Load-Bearing vs Additive Components

Hermes had a 25-point calibrator that contributed zero on 96.2% of signals. That single dead component made the 70-point threshold mathematically unreachable. Load-bearing vs additive decomposition is the pre-flight check every scoring system needs.

9 min read

Hermes had 340 tests passing. 95% code coverage. A runbook. A watchdog. And it had never placed a real trade for weeks.

The bug was not in any line of code. The bug was in the math of the scoring rubric.

The Anatomy of the Failure

Hermes assigns every political signal a composite score from four components:

  • Grok — narrative signal from X search (max 30)
  • Perplexity — cited research synthesis (max 30)
  • News — headline sentiment (max 15)
  • Calibrator — Metaculus/Manifold probability match (max 25)

Total possible: 100. Threshold to fire a trade: 70.

On paper, this looks fine. Even if you lost the calibrator entirely, you could still cross 70 with strong performance on the other three. The problem is that "strong performance" is relative to the distribution of real signals, not the theoretical maximum. And the calibrator wasn't just weak — it was returning exactly zero on 96.2% of signals because the semantic matcher couldn't find corresponding markets on Metaculus or Manifold for political questions.

On those 96.2% of signals, the effective ceiling was 30 + 30 + 15 = 75.

The threshold was 70.

To clear the bar without the calibrator, you needed to hit 93% of the maximum on all three remaining components simultaneously. Almost no signal in the distribution did that.
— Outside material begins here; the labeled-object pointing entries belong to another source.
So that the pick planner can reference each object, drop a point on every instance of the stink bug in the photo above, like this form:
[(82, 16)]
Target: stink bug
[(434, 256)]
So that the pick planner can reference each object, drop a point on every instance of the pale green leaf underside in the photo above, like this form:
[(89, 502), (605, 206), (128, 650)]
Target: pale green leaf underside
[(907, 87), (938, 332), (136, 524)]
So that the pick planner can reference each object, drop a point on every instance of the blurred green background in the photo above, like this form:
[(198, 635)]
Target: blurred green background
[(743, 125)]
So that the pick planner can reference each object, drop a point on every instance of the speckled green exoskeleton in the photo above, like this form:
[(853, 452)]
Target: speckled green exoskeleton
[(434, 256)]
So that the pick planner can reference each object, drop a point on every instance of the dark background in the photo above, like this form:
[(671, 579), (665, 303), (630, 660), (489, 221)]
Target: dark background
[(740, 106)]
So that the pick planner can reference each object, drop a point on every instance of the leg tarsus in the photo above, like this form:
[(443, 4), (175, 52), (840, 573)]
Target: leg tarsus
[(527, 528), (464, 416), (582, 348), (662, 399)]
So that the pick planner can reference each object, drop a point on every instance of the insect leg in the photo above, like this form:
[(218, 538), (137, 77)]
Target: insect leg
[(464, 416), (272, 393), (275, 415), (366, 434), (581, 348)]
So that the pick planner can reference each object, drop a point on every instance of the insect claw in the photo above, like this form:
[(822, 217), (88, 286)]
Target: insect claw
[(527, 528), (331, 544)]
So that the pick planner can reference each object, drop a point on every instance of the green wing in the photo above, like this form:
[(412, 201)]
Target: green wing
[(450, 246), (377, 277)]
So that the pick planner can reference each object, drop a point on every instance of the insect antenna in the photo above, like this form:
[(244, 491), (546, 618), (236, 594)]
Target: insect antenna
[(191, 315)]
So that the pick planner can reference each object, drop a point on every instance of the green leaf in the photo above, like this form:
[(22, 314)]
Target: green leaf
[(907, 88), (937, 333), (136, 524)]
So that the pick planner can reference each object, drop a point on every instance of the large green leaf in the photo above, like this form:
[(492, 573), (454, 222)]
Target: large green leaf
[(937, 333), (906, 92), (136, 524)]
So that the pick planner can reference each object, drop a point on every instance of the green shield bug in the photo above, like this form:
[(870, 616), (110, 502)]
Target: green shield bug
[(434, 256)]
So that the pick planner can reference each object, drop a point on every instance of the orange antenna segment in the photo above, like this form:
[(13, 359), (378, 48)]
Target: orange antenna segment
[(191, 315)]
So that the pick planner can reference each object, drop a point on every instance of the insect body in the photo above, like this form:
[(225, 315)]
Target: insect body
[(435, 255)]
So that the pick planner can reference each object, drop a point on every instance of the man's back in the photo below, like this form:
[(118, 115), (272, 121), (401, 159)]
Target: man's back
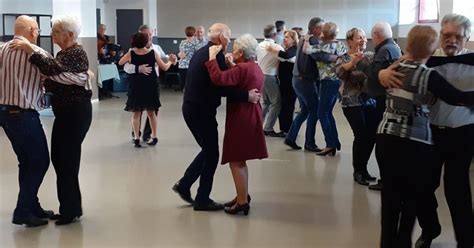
[(20, 81)]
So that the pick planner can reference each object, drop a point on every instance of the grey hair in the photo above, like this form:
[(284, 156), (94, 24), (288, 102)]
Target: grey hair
[(384, 29), (458, 20), (248, 45), (68, 23), (269, 31)]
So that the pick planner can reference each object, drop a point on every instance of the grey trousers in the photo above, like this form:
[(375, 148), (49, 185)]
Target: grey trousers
[(271, 102)]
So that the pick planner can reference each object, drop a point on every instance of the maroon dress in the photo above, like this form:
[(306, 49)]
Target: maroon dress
[(243, 139)]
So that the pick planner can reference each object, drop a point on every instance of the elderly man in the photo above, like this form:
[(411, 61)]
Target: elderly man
[(268, 62), (21, 96), (453, 134), (386, 52), (200, 103)]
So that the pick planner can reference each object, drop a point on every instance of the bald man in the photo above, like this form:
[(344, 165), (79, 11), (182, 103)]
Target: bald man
[(21, 97), (200, 103)]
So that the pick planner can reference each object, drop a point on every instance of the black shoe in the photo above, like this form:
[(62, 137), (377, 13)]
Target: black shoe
[(368, 177), (378, 186), (237, 209), (44, 214), (64, 220), (330, 152), (292, 144), (359, 178), (208, 206), (31, 221), (184, 194), (152, 141), (233, 202), (312, 149)]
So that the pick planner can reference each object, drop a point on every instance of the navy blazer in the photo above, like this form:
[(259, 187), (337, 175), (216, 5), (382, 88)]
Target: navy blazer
[(199, 90)]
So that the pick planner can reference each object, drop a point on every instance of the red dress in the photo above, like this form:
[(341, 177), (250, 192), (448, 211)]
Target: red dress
[(243, 138)]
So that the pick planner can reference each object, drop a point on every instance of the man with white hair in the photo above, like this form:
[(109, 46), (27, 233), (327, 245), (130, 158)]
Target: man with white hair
[(200, 103), (453, 135), (386, 52), (21, 97)]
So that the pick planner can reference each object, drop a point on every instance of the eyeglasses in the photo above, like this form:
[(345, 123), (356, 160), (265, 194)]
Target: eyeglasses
[(446, 36)]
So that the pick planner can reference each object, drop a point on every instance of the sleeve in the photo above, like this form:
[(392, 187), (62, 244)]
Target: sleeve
[(130, 68), (467, 59), (446, 92), (223, 78)]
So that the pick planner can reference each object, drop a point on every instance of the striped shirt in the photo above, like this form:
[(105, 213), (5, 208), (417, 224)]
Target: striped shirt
[(20, 81), (407, 114)]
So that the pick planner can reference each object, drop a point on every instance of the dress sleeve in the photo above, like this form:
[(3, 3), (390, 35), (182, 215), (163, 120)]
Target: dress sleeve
[(446, 92)]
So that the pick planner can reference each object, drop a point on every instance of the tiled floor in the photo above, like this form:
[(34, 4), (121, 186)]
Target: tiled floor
[(299, 199)]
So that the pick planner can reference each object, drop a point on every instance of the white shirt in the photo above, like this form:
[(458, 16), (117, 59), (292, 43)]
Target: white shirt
[(268, 61), (461, 77)]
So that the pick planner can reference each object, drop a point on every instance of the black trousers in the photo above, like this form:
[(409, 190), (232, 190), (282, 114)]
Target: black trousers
[(69, 130), (455, 148), (25, 132), (203, 125), (363, 122), (288, 100), (406, 167)]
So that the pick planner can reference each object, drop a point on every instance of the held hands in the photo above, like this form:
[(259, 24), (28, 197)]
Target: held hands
[(254, 96), (22, 44), (213, 51), (173, 59), (144, 69), (389, 78)]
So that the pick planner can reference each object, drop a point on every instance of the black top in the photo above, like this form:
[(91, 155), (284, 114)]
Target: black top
[(285, 69), (199, 90)]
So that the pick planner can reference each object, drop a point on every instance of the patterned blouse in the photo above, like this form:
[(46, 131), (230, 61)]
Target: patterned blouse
[(328, 70), (73, 60), (408, 109), (187, 47), (355, 81)]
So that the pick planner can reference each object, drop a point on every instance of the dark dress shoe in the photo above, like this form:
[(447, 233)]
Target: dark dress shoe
[(152, 141), (378, 186), (184, 194), (233, 202), (31, 221), (44, 214), (359, 178), (208, 206), (245, 208), (64, 220), (292, 144), (312, 149)]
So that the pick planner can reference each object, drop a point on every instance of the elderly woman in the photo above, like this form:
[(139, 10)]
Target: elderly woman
[(71, 102), (328, 90), (187, 48), (357, 106), (243, 139)]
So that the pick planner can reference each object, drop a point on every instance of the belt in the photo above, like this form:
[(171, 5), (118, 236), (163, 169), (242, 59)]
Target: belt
[(13, 109)]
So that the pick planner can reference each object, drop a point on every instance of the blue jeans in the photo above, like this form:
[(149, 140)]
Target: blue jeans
[(328, 93), (306, 91), (25, 132)]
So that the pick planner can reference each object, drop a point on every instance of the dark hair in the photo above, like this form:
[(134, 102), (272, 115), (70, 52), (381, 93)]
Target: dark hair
[(139, 40), (279, 25), (189, 31), (143, 27), (314, 22)]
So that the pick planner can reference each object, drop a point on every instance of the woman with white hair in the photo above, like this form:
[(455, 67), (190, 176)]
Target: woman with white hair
[(243, 139), (68, 81)]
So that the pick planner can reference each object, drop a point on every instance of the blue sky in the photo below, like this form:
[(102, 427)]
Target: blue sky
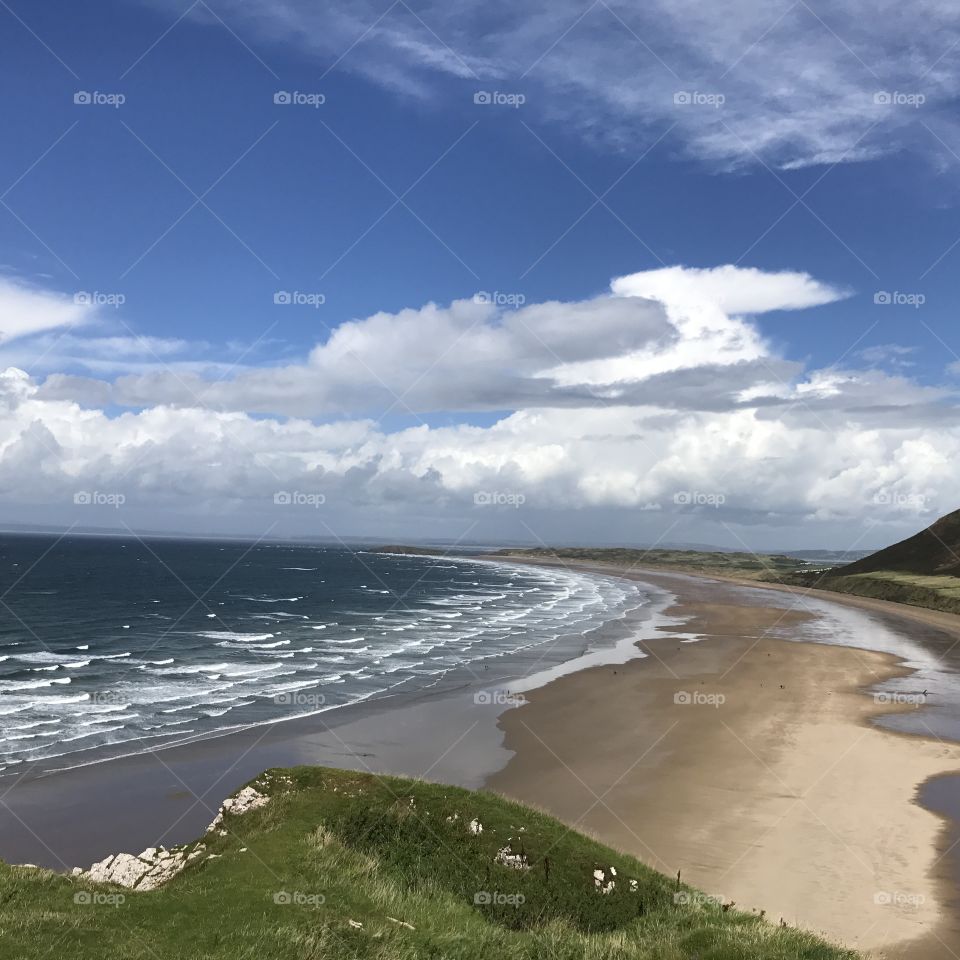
[(199, 198)]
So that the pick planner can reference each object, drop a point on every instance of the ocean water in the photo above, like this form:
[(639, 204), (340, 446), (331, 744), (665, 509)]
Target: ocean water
[(111, 646)]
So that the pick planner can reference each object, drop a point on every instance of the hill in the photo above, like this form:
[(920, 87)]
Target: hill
[(934, 552), (923, 570), (344, 865)]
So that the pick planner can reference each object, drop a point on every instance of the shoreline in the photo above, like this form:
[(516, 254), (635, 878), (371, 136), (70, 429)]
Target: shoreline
[(691, 802), (147, 799)]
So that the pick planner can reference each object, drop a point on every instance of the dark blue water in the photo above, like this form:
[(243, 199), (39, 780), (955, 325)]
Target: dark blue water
[(112, 646)]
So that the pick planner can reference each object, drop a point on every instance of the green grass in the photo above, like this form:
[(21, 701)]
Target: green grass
[(749, 565), (916, 589), (353, 847)]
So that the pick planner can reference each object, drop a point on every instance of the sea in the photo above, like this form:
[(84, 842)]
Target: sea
[(118, 645)]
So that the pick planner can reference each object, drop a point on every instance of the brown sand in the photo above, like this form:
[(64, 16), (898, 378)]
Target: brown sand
[(782, 797)]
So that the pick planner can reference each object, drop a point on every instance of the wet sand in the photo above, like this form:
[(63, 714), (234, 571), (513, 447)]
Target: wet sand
[(751, 765)]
The bot had been mathematically locked out of trading for weeks.

The Decomposition Exercise

Before shipping any scoring system, decompose every component into load-bearing or additive:

  1. List every component with its maximum value.
  2. For each component C: compute sum_of_maxes - C.max.
  3. Compare the result to your threshold.
  4. If (sum_of_maxes - C.max) < threshold: component C is load-bearing.

For Hermes before PR #28:

ComponentMaxSum without itBelow threshold 70?
Grok3070No (equal)
Perplexity3070No (equal)
News1585No
Calibrator2575No — but barely

The table looks safe. But ceiling analysis with real fire rates tells a different story. If the calibrator only fires on 3.8% of signals, the effective ceiling for 96.2% of inputs is 75. The difference between 75 and 70 is 5 points — which sounds like a buffer, until you realize that clearing it requires near-perfect scores on everything else. Real-world distributions never cooperate.

The Fix: Rebalance, Don't Move the Threshold

The instinct when signals are not clearing is to lower the threshold. That instinct is wrong. A lowered threshold loses its meaning as a quality gate and opens the door to bad signals. The correct fix is to restructure the component weights so the effective ceiling lives comfortably above the threshold — even when the weakest component is silent.

PR #28 did exactly that. Grok went 30 → 35. Perplexity went 30 → 50. Calibrator went 25 → 20. News stayed at 15.

The threshold remained 70. The effective ceiling on the 96.2% of signals without calibrator data rose from 75 to 100. Eight signals cleared the bar in the next 24 hours.

The Rule

Every scoring system gets a load-bearing analysis before it ships. Every component gets a column in the decomposition table. Every row gets checked against the threshold. The question is not "does this component contribute?" The question is: does the system still clear the bar without this component?

If the answer is no, the component is load-bearing, and you now need to monitor its fire rate as a first-class metric. Silence from a load-bearing component is the scoring-system equivalent of a plane losing an engine. It is not a degradation — it is a failure mode.

The Hermes calibrator was load-bearing by accident. It was additive by design. The gap between the two is where dead components hide.